Dec. 7, 2018 (Western Union Business Solutions)  – The dollar slid in knee jerk fashion after U.S. hiring proved less than expected which gave traction to concerns of a moderating economy. America netted 155,000 jobs in November, below forecasts of 200,000. Unemployment and wage growth steadied at 3.7% and 3.1%, respectively. While job growth fell short of forecasts, the gain of more than 150,000 is still consistent with the labor market firing on most cylinders. The dollar looks set for more choppy trade as markets seek answers to whether the U.S. economy is stronger or weaker than it thinks.

 

JPY

 

The yen steadied after an overnight surge to one than one-month peaks.

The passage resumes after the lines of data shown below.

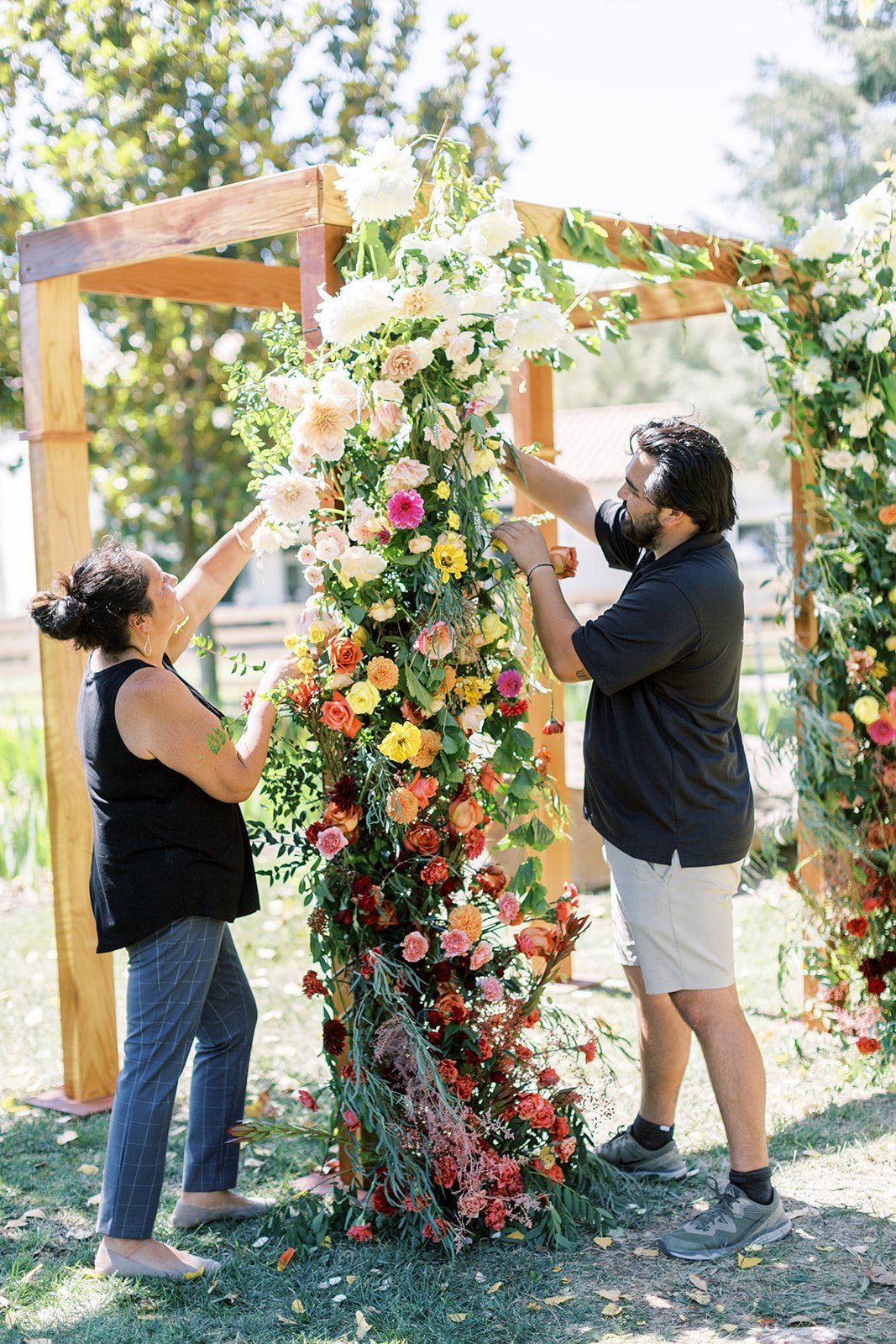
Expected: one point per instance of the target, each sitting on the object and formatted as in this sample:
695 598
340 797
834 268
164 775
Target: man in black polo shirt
668 788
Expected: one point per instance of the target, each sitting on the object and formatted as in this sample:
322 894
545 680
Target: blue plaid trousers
184 984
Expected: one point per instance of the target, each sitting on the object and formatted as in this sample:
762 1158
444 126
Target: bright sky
631 105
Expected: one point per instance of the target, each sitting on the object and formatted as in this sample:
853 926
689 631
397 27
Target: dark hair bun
90 606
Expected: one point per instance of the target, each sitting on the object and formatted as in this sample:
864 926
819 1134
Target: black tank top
163 847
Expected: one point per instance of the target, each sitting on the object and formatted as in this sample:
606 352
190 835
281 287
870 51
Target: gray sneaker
625 1152
727 1227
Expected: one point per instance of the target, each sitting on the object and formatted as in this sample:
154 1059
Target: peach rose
430 748
564 561
382 674
469 920
402 806
344 655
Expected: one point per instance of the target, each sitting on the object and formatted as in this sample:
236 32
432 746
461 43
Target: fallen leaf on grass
362 1327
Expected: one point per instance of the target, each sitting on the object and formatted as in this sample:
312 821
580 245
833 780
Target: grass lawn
833 1142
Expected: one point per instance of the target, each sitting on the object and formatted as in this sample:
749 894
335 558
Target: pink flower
416 947
481 954
405 510
329 842
508 907
510 683
492 990
882 732
456 942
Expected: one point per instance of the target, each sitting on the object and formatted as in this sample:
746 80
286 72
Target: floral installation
828 333
459 1088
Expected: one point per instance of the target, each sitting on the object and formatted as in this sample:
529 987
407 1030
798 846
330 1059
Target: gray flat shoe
113 1265
194 1215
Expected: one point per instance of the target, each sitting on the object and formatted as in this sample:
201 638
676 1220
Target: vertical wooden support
58 438
532 410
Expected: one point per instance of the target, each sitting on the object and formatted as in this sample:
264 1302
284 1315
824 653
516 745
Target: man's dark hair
694 472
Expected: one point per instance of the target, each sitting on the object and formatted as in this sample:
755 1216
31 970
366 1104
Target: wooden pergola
156 252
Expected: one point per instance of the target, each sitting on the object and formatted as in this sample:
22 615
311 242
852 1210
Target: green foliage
817 136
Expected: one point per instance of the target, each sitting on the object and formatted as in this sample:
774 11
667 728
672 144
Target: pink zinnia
492 990
508 907
882 732
510 683
329 842
405 508
479 956
456 942
416 947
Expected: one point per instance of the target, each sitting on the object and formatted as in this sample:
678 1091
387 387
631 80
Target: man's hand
524 542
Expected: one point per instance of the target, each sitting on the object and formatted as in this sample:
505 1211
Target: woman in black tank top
170 869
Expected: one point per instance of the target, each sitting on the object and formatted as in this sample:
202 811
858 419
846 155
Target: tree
817 136
140 101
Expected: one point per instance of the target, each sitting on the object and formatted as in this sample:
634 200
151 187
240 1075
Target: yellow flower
492 628
449 555
867 709
363 698
402 743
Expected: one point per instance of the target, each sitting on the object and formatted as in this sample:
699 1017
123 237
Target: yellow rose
363 698
867 709
402 743
492 628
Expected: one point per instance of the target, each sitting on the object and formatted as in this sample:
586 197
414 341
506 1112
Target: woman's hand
524 542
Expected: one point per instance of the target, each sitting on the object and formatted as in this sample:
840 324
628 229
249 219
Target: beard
645 531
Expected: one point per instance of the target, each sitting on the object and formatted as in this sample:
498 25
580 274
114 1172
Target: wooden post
532 410
58 449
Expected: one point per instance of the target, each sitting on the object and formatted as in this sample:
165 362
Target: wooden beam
221 281
665 302
259 207
58 452
317 252
532 412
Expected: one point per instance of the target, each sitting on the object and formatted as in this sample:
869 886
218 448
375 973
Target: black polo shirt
664 759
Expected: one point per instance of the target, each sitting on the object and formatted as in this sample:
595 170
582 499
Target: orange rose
564 561
465 813
469 920
382 674
338 714
421 837
344 654
402 806
430 748
345 819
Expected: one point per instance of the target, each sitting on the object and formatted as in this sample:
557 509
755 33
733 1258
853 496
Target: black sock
649 1135
757 1186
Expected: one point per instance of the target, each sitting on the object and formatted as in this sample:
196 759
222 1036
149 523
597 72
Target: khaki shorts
673 922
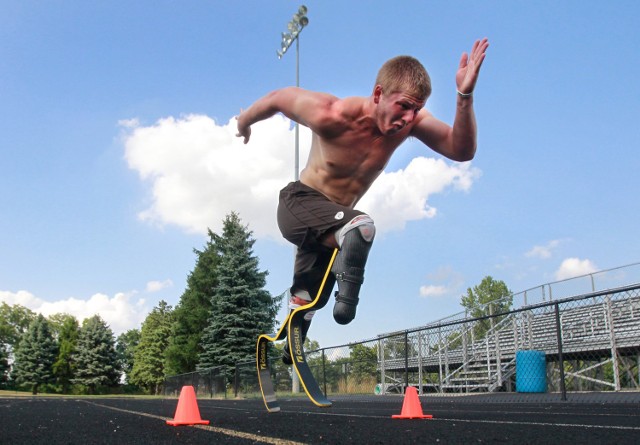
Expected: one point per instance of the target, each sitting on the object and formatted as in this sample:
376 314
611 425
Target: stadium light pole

Sliding U.S. Treasury yields have diminished the dollar’s allure, easing pressure on lower yielding rivals like the yen. The Japanese currency is also benefiting from persistent trade war fears as risk averse shift toward traditional safe harbors. The yen should takes its cues today from Wall Street whose rebound after the U.S. jobs report should limit demand for safer bets.

 

EUR

The euro hovered toward the top of a confined range against the greenback ahead of America’s monthly jobs report. Reports that the Fed may adopt a slower, wait-and-see attitude toward interest rates next year weighed on the dollar to the benefit of rival currencies such as the euro. Still, the euro so far has lacked the momentum to push meaningfully higher amid mounting evidence of a slowing euro zone economy. Data today from Germany showed a surprise contraction in industrial orders in October. The ECB, which holds its final meeting of the year next week (Thu, Dec 13), could set the euro in motion. The bank is expected to announce the end of its QE stimulus at year-end. Any dovish tone that plays up economic headwinds would leave the euro vulnerable.

CAD

 

Canada’s dollar soared above 1 ½ year lows after a blockbuster jobs report kept the door ajar for the Bank of Canada to raise borrowing rates. Canada netted a massive 94,100 jobs in November, a robust amount that knocked unemployment two ticks lower to 5.6%, the lowest since 1976. The quality of the report was strong as most of the hiring came from the more meaningful full time jobs. The bullish jobs report bodes better for the BOC to raise borrowing rates during the first quarter of 2019 given its data dependent stance. While stronger, the loonie isn’t out of the woods and could see a meaningful swing if OPEC announces a cut in oil production. A forceful move that shores up sagging oil markets would risk a stronger recovery in the Canadian dollar.